As I had previously stated, there is NO one best or better choice of treatment to manage PC. However, after completing a sufficient amount of research in addition to different physician consultations, each patient will ultimately choose the best treatment protocol for themselves.
The one that best meets their overall needs, desires, risk attitudes and assessments.
I am fortunate to be in remission with no detectable cancer and my Total PSA is and remains undetectable at < 0.014 since the day after my surgery on 10/26/22 and has remained the same as of today, 10/2/23.
I returned to my “TRT” on 3/27/23. It was similar to turning the light switch back on! I was barely getting by each day during the 5 months I had discontinued my “TRT” which started one month prior to my surgery and continued without it for the additional 4 months following my procedure!
Within several days following my first “T”injection I was already feeling substantially better. So………..by all measurement data, continuing my “TRT” is an absolute must for me.
I wish you the very best with your continued journey
and recovery.
GODSPEED

Sorry if this has been said. I just got back from meeting with a very well-respected urologist and learned something I have to share.

I am 62, a bit older that you but similar prognosis.

Long story short I'd mentioned how surgery the side effects are short term, where others manifest themselves long term.

When I said this the Dr 'lit up' and went into detail about why - basically the other treatments do so much damage to the surrounding area that even though someone may be 70, the tissue/organs are like 90.

Basically, if you are young & have a long life ahead, surveillance or nerve sparing RARP is the way to go. (I got the impression he favors surveillance but this maybe in my case)
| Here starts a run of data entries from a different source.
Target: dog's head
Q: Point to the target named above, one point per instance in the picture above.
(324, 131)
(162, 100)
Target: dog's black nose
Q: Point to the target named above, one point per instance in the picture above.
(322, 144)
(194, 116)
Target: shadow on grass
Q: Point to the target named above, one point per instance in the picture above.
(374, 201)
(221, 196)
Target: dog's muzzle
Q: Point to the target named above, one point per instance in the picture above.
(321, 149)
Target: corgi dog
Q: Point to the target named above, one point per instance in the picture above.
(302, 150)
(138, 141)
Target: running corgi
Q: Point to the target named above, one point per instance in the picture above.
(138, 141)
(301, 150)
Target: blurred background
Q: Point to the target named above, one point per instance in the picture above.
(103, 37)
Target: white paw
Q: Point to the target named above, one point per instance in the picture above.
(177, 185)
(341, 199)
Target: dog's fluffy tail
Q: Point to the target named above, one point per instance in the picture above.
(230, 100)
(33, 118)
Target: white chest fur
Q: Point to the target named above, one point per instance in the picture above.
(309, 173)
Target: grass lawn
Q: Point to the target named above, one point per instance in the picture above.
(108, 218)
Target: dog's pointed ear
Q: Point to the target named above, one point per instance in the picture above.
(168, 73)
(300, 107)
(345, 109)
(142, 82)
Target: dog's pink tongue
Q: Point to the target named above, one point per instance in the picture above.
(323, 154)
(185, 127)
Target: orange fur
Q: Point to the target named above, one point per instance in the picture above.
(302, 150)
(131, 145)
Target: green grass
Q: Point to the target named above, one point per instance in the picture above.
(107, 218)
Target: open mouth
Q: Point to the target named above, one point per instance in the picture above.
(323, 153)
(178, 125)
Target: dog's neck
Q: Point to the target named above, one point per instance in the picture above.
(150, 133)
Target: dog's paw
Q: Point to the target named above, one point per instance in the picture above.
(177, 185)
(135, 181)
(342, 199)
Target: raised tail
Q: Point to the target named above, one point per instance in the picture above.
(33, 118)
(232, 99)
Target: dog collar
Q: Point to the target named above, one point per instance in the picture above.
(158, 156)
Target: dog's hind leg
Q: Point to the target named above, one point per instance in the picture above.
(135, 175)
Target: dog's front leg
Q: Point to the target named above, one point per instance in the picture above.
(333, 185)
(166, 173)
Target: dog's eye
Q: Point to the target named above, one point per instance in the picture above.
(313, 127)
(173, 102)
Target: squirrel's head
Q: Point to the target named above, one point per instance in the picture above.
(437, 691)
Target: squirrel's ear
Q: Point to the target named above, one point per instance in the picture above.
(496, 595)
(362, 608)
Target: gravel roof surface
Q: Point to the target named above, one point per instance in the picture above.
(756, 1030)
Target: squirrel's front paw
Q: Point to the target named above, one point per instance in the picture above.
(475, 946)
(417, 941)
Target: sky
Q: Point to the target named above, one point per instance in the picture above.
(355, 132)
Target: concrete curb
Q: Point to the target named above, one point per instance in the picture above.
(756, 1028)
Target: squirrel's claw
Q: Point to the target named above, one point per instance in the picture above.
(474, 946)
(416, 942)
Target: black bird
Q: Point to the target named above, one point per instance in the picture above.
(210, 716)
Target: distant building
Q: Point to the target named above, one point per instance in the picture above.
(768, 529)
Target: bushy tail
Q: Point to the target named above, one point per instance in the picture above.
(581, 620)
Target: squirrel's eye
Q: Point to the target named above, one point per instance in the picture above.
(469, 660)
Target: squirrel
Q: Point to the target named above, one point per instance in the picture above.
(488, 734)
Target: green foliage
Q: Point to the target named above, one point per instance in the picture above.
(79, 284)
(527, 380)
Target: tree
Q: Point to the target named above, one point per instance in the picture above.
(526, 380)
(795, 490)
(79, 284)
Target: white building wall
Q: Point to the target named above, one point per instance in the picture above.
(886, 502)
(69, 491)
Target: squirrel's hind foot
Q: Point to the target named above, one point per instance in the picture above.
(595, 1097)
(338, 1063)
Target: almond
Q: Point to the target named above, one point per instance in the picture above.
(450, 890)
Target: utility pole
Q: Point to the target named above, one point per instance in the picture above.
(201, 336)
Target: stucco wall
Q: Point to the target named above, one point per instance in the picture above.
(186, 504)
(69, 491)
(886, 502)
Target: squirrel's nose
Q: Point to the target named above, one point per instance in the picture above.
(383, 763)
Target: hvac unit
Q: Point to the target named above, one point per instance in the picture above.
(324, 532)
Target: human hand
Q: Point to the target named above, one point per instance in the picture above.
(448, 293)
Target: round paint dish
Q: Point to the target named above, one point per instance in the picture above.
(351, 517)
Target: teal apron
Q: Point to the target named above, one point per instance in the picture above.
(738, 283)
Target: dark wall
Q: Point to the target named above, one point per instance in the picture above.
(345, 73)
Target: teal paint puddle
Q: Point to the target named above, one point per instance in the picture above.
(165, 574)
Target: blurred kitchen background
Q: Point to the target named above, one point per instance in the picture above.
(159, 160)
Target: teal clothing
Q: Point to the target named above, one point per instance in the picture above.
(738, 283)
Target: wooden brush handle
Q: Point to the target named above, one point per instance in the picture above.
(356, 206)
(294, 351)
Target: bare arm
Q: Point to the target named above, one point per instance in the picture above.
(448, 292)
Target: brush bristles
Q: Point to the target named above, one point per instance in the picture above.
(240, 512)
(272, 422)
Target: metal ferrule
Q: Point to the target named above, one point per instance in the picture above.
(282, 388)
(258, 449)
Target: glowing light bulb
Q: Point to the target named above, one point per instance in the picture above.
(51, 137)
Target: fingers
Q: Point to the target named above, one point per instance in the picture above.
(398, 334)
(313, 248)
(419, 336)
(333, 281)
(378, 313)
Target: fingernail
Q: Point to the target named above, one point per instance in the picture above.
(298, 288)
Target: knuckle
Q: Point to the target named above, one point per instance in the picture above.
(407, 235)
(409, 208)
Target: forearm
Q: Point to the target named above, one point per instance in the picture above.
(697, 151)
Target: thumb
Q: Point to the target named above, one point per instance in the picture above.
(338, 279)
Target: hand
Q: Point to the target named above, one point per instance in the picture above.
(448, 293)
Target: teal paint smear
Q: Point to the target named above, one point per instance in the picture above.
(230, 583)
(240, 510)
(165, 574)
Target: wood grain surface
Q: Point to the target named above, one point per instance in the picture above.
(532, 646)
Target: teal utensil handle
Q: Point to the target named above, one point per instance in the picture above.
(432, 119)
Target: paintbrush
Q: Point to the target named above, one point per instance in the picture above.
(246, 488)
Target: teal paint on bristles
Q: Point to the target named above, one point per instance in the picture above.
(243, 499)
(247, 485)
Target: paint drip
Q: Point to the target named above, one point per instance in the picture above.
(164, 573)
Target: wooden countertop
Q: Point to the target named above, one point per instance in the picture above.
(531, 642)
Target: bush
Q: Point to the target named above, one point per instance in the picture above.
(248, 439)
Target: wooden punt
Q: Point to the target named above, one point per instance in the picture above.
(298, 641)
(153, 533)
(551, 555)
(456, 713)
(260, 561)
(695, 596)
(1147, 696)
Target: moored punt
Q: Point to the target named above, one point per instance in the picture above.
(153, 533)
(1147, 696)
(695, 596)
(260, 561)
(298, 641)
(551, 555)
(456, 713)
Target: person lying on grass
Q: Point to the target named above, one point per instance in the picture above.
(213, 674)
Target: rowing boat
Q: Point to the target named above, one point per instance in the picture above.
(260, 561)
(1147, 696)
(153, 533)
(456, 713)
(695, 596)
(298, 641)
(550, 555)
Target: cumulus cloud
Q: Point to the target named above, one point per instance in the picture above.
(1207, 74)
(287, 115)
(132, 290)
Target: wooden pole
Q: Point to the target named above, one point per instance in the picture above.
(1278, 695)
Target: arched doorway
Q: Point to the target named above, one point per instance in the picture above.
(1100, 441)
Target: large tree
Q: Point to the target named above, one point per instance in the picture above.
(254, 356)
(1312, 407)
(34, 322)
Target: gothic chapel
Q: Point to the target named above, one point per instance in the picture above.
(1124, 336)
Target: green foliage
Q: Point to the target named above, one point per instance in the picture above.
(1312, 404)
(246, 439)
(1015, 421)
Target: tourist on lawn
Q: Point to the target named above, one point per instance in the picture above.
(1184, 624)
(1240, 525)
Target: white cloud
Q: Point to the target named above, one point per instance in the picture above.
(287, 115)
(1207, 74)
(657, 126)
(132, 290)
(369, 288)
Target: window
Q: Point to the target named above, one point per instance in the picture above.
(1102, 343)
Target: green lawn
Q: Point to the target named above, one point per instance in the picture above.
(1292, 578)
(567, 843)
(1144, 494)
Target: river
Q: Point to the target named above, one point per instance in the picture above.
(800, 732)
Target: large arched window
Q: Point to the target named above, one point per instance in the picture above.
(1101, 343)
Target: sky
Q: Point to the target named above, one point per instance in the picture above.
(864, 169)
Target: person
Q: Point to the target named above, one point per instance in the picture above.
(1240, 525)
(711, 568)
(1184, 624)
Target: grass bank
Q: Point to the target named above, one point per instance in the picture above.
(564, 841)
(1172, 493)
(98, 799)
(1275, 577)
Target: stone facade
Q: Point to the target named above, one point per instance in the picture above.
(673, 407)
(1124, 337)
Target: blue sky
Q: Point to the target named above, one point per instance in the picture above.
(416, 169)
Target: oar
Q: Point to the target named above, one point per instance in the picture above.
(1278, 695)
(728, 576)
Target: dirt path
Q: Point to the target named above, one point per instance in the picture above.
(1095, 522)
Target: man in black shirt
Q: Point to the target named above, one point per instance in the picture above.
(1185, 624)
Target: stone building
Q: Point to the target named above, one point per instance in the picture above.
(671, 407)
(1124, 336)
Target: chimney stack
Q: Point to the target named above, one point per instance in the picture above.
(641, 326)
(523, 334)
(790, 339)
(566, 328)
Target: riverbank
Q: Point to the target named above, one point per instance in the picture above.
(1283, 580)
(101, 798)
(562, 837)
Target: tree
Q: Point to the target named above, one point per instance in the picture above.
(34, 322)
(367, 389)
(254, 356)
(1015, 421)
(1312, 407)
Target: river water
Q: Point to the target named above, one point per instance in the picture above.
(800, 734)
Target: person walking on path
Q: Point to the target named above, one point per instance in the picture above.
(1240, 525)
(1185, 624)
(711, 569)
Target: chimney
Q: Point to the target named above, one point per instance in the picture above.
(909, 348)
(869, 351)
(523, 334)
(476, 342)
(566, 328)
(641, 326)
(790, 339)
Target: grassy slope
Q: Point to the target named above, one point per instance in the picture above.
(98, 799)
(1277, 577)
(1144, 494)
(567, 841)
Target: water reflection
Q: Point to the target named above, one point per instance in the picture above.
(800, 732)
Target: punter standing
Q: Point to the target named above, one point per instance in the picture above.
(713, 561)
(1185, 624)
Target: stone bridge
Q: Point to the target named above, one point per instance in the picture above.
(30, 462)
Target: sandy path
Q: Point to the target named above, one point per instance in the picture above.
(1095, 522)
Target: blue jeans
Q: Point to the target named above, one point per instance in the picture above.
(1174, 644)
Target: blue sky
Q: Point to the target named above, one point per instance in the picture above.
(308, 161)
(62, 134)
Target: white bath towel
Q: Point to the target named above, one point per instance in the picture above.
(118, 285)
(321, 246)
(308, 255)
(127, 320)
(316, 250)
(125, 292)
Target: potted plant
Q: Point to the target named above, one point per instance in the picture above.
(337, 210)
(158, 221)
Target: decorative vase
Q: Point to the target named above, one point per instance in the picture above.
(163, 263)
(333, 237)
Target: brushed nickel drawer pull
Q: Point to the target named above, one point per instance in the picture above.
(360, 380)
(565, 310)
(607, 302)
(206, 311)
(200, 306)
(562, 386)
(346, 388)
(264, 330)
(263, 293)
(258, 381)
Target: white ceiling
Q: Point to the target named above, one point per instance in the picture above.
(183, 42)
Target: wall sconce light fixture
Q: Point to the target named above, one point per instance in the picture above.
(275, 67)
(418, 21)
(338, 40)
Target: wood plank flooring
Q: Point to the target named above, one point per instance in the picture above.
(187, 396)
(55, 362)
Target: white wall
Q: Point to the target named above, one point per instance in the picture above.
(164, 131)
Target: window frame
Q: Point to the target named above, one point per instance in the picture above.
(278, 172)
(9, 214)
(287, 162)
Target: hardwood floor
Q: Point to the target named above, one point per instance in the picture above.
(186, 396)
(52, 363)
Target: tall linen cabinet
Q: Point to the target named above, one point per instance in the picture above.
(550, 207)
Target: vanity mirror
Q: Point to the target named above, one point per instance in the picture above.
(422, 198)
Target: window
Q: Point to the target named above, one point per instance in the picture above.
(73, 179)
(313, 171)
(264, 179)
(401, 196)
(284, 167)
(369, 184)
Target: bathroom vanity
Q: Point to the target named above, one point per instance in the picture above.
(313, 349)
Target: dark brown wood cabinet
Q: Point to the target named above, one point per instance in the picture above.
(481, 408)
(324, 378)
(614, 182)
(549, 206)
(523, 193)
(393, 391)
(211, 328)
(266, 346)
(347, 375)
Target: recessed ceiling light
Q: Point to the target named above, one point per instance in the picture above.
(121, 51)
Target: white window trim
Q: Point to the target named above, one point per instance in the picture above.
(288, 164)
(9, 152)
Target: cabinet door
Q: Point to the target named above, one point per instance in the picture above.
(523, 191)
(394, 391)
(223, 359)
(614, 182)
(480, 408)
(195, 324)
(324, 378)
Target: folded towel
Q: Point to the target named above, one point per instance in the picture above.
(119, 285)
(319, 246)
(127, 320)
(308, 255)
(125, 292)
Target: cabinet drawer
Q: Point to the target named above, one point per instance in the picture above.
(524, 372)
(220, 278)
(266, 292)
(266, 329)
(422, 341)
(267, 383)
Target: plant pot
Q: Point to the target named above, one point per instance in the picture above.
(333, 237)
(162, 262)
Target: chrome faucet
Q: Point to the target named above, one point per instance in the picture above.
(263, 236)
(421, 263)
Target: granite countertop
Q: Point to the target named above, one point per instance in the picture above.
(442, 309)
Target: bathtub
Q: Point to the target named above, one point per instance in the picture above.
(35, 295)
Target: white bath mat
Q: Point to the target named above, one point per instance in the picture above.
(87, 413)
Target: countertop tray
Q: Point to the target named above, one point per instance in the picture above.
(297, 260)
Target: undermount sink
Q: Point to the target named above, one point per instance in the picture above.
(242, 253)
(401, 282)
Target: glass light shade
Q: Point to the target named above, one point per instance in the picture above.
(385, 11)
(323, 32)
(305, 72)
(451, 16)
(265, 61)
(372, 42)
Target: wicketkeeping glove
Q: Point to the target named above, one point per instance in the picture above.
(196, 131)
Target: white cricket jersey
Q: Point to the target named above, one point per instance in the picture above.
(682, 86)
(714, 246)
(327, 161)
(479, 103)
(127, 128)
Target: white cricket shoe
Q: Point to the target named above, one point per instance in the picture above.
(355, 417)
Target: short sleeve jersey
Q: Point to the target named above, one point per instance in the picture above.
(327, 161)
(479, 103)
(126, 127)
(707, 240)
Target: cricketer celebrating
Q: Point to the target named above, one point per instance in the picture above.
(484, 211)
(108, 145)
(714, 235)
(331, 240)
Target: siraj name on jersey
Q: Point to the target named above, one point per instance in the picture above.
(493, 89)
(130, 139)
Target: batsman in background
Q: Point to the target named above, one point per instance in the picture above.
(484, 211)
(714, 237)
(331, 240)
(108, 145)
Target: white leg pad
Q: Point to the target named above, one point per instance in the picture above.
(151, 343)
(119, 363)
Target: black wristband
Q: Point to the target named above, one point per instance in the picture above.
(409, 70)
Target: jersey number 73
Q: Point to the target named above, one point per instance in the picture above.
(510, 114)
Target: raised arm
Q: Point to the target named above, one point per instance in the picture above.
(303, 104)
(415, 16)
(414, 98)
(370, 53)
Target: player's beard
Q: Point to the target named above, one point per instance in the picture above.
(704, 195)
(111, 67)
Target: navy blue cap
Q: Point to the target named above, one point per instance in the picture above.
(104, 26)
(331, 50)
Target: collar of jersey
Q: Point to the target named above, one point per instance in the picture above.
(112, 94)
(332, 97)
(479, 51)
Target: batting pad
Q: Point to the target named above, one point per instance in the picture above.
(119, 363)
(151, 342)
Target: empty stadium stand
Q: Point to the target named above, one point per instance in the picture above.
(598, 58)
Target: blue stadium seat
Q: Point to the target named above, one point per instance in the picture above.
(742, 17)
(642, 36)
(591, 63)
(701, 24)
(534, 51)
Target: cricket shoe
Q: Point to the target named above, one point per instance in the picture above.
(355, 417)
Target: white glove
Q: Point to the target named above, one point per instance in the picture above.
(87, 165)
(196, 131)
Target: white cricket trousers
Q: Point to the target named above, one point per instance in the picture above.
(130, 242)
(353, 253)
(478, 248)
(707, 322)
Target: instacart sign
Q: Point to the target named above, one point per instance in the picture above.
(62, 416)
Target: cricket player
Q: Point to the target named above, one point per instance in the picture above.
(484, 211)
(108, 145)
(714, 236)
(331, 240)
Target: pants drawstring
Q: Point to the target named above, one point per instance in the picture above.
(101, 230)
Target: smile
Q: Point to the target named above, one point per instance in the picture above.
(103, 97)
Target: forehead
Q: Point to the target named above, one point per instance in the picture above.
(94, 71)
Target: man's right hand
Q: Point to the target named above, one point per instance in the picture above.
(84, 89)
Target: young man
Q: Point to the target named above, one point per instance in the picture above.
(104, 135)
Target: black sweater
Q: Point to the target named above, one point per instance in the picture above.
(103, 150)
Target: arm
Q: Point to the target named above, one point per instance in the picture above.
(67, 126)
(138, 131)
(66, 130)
Another interesting thing, TULSA, HIFU does not get rid of the cancer & many places will sell you on it even thought you are not a good candidate (like me) These techniques cannot reliably kill all of the cells. (makes sense). It is good, just not 'one & done' like I'd hope.

So pls keep this in mind as you're contemplating your journey.

Great advice here. Also seek out consultation by video with the experts at centers of excellence. I’m a big fan of Dr. Kishan at Ucla. He’s got quite a few YouTube videos and multiple interviews you can Google. Don’t rush it. Take advantage of the guys on this forum, as well. Best of luck.

Is Dr Kushan at Westwood UCLA. I see Dr. Robert Reiter there but he is a very busy department head and he might be too busy for my case that is now on the back burner, but it probably will not stay there for that long. I may need someone that is a bit less busy.